Heck.....it even crept into Canadian conservative politics with crypto dude Pierre P extolling the virtues of crypto as a hedge against inflation.


----------



## m3s (Apr 3, 2010)

sags said:


> McConnell and McCarthy each got over $2 million and their PACs and other Republican PACs got many millions more.


More than 10x more was donated to Democrats. GM didn't require highschool education for the assembly line?



sags said:


> Pierre is looking pretty sheepish as Liberals remind Canadians every day they would have lost their money if they listened to Pierre.


They lost purchasing power, equity or money one way or another. It's the same reason your son can never afford to buy a house.


----------



## HappilyRetired (Nov 14, 2021)

m3s said:


> More than 10x more was donated to Democrats. GM didn't require highschool education for the assembly line?


$38 million went to the Democrats. $2 million went to the Republicans. That's 95% or 20 to 1.


----------



## HappilyRetired (Nov 14, 2021)

If sags was a cop they would give a Republican a ticket for jaywalking while ignoring a Democrat committing murder right beside them.

And would sleep comfortably that night with a clear conscious because they thwarted evil.


----------



## Gator13 (Jan 5, 2020)

Sags figures if he posts the same nonsense enough times it will make it true.


----------



## Beaver101 (Nov 14, 2011)

If oxymoronic HappilyRetired trolls enough times on this forum, his followers will jump off the cliff at his command with real pleasure to go with it too.


----------



## sags (May 15, 2010)

Beaver101 said:


> If oxymoronic HappilyRetired trolls enough times on this forum, his followers will jump off the cliff at his command with real pleasure to go with it too.

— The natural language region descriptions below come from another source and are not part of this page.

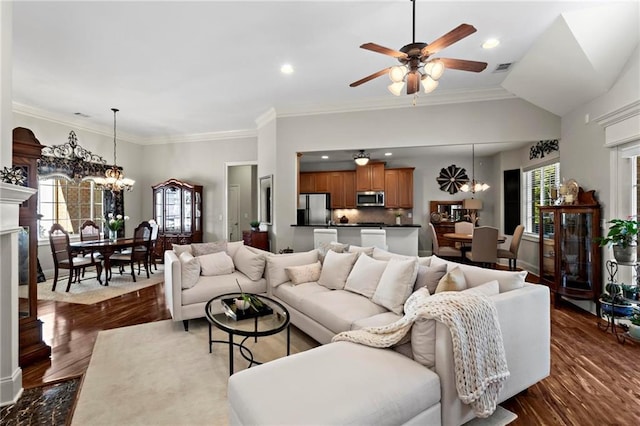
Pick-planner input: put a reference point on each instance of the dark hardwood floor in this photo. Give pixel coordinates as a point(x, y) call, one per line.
point(594, 380)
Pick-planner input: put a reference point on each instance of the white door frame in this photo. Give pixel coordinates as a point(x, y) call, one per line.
point(225, 201)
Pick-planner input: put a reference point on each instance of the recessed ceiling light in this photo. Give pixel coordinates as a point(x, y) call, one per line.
point(286, 69)
point(490, 43)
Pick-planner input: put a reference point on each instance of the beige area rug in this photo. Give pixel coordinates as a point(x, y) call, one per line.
point(158, 374)
point(89, 291)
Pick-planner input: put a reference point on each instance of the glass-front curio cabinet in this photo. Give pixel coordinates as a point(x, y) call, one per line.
point(569, 255)
point(177, 208)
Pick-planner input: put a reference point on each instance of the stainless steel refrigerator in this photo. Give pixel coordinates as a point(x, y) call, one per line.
point(314, 209)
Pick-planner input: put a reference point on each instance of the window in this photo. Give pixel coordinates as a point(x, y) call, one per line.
point(68, 203)
point(540, 188)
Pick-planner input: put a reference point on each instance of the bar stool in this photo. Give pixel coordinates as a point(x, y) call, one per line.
point(321, 236)
point(374, 238)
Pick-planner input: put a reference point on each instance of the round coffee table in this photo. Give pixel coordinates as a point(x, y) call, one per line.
point(272, 319)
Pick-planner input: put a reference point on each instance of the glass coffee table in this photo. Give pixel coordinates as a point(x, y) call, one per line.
point(222, 313)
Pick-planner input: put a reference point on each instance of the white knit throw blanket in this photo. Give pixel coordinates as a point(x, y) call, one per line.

None of them have a shred of evidence to post.....as per usual. My ma called them types....."gum flappers".

First they claimed Biden got $600 milllion himself like that wouldn't be noticed, cause more than half a billion $ donations come in all the time.

Oh wait....it is all in FTT tokens on Hunter Biden's laptop, or on Hillary Clinton's home server, or Nancy Pelosi has them stashed in her purse.

These poodles are always chasing rainbows.....woof, woof.


----------



## m3s (Apr 3, 2010)

Government handouts and bailouts are scams


__ https://twitter.com/i/web/status/1593254873105301504


----------



## sags (May 15, 2010)

Crypto pumpers are scammers.


----------



## m3s (Apr 3, 2010)

sags said:


> Crypto pumpers are scammers.


GM and Bombardier bailouts are taxpayer scams

All the jobs went to Korea and Mexico


----------



## AlwaysMissingTheBoat (8 mo ago)

AlwaysMissingTheBoat said:


> *I don't think Russian collusion is a done deal yet.* The others? I never went around on discussion forums popping off about them like some Chicken Little.




__ https://twitter.com/i/web/status/1593369072544059392


https://www.washingtonpost.com/dc-md-va/2022/11/17/benton-trump-russian-vasilenko-guilty/


----------



## HappilyRetired (Nov 14, 2021)

The fix is in. Guess who is chairing the investigation into FTX?


----------



## sags (May 15, 2010)

Doubtful with the Republicans in charge of the House. 

All the Democratically led investigations will come to a halt and the Republicans will open up a slew of their own.


----------



## MrMatt (Dec 21, 2011)

HappilyRetired said:


> The fix is in. Guess who is chairing the investigation into FTX?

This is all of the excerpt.